Assim que entrou no ar a consulta pública do Ministério da Saúde sobre a vacina contra a covid-19 para crianças de cinco a 11 anos, ficou evidente que se trata de produção para inglês ver. Pelo tom do enunciado e das questões, é possível prever que no dia 5 de janeiro vai ocorrer o que o ministro Marcelo Queiroga apontou como o caminho mais provável: a exigência de autorização dos pais e de um médico responsável. O questionário, formulado de maneira a induzir as respostas, indica que o Ministério da Saúde vai tentar priorizar as crianças com comorbidades, talvez porque não tenha adquirido vacinas em quantidade suficiente.
Tudo nessa pesquisa é intrigante, a começar pelo fato de ser feita em um formulário comum, sem verificação de identidade e até sem aquela marcação que diz "não sou um robô". Preenchidos os dados de identificação, com CPF, telefone, e-mail, data de nascimento e sexo biológico, o Ministério da Saúde pergunta como a pessoa tomou conhecimento da pesquisa. As opções vão do Diário Oficial dia União (que obviamente quase ninguém lê) ao site do Ministério da Saúde, passando por redes sociais e contatos pessoais. Rádio, jornal e TV não aparecem no cardápio. Quem soube por um desses meios precisa assinalar "outros".

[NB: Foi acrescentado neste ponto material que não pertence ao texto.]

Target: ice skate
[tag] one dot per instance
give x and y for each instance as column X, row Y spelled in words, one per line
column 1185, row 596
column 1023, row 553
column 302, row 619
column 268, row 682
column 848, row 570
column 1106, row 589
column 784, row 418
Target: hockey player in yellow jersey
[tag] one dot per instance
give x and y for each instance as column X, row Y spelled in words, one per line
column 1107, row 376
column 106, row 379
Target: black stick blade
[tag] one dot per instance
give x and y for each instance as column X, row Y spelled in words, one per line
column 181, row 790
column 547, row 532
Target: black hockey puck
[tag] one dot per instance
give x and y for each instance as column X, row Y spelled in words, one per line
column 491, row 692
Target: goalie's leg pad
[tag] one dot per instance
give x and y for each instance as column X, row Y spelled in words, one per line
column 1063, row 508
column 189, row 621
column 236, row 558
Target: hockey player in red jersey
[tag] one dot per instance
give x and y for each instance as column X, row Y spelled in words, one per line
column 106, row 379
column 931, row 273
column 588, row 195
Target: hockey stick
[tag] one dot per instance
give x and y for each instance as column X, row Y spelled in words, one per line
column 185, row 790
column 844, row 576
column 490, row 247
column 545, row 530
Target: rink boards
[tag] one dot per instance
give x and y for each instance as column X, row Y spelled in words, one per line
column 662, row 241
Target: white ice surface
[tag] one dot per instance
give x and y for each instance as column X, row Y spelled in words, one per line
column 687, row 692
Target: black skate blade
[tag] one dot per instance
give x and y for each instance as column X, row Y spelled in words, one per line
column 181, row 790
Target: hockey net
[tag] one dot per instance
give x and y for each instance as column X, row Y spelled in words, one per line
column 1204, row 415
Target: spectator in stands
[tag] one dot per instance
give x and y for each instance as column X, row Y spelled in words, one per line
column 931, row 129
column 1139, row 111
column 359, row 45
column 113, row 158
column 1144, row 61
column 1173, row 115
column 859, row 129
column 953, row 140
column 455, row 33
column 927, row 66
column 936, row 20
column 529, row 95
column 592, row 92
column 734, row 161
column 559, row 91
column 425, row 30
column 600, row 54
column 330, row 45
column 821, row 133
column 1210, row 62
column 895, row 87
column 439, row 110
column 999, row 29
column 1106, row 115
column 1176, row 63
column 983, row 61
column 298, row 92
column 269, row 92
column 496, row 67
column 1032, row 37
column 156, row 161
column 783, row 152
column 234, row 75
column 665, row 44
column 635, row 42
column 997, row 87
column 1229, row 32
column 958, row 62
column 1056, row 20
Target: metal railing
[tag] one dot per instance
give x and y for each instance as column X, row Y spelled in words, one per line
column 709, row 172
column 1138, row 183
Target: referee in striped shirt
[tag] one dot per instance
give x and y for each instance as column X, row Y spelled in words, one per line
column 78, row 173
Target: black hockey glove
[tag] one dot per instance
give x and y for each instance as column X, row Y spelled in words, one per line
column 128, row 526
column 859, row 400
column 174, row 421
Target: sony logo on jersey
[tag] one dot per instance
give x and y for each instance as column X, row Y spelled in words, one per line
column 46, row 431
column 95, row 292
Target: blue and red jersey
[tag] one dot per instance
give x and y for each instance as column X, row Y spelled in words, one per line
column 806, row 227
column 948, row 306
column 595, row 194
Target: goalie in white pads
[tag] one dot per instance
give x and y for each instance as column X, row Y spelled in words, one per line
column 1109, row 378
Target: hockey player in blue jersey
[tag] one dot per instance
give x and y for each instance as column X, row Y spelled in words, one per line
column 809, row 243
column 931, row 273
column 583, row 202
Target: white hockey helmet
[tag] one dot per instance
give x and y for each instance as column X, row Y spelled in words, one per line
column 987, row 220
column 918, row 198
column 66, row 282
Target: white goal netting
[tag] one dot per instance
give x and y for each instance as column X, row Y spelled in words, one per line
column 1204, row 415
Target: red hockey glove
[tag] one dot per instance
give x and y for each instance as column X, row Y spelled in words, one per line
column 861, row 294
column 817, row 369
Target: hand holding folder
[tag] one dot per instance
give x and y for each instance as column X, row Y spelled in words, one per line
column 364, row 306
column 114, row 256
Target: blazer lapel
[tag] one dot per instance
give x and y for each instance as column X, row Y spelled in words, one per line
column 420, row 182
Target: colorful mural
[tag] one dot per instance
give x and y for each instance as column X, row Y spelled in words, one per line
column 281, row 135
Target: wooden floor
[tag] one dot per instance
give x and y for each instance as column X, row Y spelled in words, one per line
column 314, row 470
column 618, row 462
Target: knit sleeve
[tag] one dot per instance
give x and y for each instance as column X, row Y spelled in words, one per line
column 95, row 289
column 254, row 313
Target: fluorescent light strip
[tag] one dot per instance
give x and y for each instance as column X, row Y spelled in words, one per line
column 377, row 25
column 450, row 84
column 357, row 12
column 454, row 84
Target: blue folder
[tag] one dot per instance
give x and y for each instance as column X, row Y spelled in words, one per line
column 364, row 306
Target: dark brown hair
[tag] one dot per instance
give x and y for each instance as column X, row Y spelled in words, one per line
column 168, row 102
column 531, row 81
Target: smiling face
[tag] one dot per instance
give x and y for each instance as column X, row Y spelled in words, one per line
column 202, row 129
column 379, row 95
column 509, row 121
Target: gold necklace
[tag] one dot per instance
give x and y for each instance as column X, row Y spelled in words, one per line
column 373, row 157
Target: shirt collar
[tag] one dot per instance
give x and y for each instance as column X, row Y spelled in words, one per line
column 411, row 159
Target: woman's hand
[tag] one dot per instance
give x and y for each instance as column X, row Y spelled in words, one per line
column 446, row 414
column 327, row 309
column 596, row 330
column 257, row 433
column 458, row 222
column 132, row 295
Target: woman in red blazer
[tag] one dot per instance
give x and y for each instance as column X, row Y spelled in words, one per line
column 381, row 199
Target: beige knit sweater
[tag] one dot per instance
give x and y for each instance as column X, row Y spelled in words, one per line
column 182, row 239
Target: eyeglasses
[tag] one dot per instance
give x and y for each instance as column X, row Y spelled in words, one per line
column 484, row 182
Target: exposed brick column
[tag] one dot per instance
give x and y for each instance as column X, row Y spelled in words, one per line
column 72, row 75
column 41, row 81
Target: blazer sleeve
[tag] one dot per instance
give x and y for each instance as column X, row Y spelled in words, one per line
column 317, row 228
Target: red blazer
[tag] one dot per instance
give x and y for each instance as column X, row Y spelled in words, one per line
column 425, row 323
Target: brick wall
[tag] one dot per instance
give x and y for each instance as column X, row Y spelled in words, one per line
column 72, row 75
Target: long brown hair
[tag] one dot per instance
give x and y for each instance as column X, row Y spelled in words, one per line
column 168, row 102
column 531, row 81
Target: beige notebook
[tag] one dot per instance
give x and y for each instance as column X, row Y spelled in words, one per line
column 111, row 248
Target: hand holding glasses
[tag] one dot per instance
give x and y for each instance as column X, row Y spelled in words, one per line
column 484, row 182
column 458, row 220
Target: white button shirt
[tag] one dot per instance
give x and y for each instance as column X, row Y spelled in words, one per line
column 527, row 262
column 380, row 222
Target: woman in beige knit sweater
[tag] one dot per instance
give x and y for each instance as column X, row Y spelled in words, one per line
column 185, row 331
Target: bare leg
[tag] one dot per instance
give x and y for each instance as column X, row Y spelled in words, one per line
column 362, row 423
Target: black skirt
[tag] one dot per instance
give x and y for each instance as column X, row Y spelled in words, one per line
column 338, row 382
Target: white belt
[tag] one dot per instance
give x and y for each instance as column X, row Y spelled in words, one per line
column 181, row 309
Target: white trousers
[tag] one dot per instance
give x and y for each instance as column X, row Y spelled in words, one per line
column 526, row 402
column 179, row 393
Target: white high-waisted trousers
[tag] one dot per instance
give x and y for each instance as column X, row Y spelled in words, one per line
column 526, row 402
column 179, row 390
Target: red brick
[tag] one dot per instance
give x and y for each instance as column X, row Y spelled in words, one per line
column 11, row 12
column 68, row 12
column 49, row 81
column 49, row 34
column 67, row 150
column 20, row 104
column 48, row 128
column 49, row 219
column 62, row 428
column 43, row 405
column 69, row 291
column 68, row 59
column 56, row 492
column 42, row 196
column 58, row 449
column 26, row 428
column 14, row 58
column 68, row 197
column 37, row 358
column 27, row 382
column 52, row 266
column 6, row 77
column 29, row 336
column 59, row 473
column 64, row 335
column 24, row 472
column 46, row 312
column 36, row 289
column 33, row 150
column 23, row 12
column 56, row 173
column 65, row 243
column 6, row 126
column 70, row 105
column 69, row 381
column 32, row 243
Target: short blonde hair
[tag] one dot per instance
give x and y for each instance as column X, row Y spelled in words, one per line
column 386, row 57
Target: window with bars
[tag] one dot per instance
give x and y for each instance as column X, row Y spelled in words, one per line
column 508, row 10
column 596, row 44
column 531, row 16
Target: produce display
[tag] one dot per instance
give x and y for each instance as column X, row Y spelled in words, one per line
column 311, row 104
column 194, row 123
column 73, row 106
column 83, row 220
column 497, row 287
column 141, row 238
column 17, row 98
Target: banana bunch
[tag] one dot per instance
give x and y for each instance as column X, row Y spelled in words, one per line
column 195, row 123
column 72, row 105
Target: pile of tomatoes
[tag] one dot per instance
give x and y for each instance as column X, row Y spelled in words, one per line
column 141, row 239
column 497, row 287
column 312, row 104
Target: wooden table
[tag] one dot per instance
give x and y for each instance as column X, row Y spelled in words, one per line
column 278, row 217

O Ministério da Saúde pede que antes de responder ao questionário as pessoas leiam um texto que é outra pérola da manipulação. Começa com o argumento de que há poucos casos e mortes de crianças por covid-19, empilha dados para indicar que a pandemia está sob controle e só lá pelo meio admite que a vacina para crianças é eficiente, não causa problemas e é usada em vários países e é recomendada para reduzir o contágio. Por fim, diz que o Ministério da Saúde recomenda a adoção da vacina.
Quem só lê a primeira parte fica com impressão totalmente diferente de quem vai até o fim, mas aí entra no questionário e encontra perguntas formuladas de tal forma que o desavisado é capaz de marcar "sim" em todas, avalizando a ideia de só vacinar com aval de um médico.
Mesmo com essa escancarada tentativa de manipulação, é importante participar e deixar seu recado ao Ministério da Saúde ao final do formulário. Pode ser que ninguém do governo leia, mas, pelo menos, pôde-se deixar registrada a indignação ou a concordância.